Example #2 of condition image and generated textures from various prompts

In order to train ControlNet we created a dataset of ~1k assets using Ready Player Me assets library. We annotated them automatically using renders and Blip-2. As a result, Stable Diffusion with trained ControlNet produces textures of similar quality to the ones we have in the dataset. This method generalized to unseen outfits, but requires to prepare a conditioning image for them.

Baked shadows and lights

In our experiment it became evident that the data used for the ControlNet training infuses certain stylistical bias for the images generated with it. In our experiments with Stable Diffusion v1.5 we clearly see generations looking like the majority of Ready Player Me textures stylistically. It means having dark shadows on the clothing creases and shadows under the arms. We did not conduct experiments with alternative datasets of 3D models, but we assume that if the data does not have clear shadows on diffuse textures, trained ControlNet will inherit this bias.

Avatars wearing outfits textured entirely using the proposed method.

Image input

For the image input we used IP-Adapter to augment Stable Diffusion with image-prompt input. It works well in combination with ControlNet allowing us to transfer the concept of the input image for a UV texture of the garment. However, the exact same style of the input is not always achievable since the base Stable Diffusion model that is used for rendering may have some limitations with certain input styles and concepts.

Example of textures generated from input image with medieval outfit.

Limitations

This method does not work perfectly on the seams. It's often the case where geometric parts of a 3D asset positioned closely together are split into different UV islands. The misalignment then happens around UV edges.
The method is not suitable for creating full coherent textures for the assets with too fragmented UVs.
Sometimes without some key-words indicating what type of asset it is (t-shirt/jacket, pants, shoes, the model might get confused and hallucinate wrong details).
Using image-prompts with faces may cause the faces to appear on the garments.
Beautiful, coherent and useful generations happen once per 5 generations approximately, that is not very efficient use of the compute and this issue should be addressed with the model alignment or by other means.

a.) Render of pants with generated textures demonstrating misalignment in seams region. b.) The original asset created by a 3D artist. c.) Generated UV-texture d.) Conditional image that demonstrates how UV islands are separated on the image.

Demo

The main stable version is available in Asset Designer for a limited number of assets and with only diffuse available. In SIGGRAPH demo you can experience the latest SDXL based model with PBR materials.
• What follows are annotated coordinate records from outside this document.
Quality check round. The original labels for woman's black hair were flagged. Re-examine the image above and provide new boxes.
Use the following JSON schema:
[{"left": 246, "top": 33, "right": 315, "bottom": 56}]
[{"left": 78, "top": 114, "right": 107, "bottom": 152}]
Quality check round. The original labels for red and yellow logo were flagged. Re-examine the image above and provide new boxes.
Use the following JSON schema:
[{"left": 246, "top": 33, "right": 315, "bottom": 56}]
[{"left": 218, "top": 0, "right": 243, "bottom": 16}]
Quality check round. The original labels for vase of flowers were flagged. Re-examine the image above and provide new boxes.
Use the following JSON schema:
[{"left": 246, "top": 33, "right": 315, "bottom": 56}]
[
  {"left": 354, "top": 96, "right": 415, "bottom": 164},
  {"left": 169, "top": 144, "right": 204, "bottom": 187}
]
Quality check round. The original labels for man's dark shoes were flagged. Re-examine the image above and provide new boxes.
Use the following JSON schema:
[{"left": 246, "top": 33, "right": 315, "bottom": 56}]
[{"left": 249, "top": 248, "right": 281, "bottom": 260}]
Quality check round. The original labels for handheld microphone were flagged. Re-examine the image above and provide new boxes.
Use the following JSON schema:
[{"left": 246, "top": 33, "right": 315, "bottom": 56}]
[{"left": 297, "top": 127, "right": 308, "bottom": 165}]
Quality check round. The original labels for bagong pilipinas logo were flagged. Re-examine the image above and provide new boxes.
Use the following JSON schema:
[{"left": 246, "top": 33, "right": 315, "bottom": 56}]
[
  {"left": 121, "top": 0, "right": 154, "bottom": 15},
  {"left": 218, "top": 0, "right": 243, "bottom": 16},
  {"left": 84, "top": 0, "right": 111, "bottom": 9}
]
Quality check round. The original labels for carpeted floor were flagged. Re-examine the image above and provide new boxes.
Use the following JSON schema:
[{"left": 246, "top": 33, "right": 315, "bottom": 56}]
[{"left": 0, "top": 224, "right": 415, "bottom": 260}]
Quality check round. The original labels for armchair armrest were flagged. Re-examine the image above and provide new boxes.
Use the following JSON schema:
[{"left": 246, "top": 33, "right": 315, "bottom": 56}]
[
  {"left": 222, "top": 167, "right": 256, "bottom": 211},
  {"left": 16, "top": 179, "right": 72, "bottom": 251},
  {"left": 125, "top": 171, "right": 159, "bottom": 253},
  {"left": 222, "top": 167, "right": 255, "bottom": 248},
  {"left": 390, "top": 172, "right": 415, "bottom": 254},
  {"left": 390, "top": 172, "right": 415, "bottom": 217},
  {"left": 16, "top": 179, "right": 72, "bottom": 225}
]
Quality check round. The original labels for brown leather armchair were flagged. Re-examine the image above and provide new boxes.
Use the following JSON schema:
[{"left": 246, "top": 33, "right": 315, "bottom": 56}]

In the first version web demo, you can experience the same model that runs in Asset Designer, but with PBR materials and for full-body assets.

Asset Designer with an asset textured using predefined Medieval prompt.

Future improvements

Addressing seams and consistency issues

Recently a paper was released by Xianfang Zeng et al introducing Paint3D. The described method uses depth conditoning and several model views to generate a new desired look of the 3D object. Then it re-projects the texture to the original UVs and uses an inpainting and refinement steps to complete the texture. In the inpainting step it uses a similar techique to the one proposed in our method. Namely, the authors also trained ControlNet conditioned on the positional encodings embedded in the UV space to produce diffuse maps without baked lights. The produced textures inherit the lightless bias from the training set.

Main takeaways

More diverse meshes are necessary for training higher quality ControlNet model that could generalize to diverse assets. We had ~1k meshes, Paint3D used ~105k meshes sourced from the Objaverse dataset.

Creating coarse texture using depth-conditioned reprojections shall improve a lot the coherence, seams issues and help the model to generalize to any asset better.

Real-time performance

To speed up the generation process it makes sense to experiment with training custom LCM model on UV textures. Also, using smaller and faster models instead of the vanilla SD should also speed up the process significantly, which requires to re-train ControlNet for such models.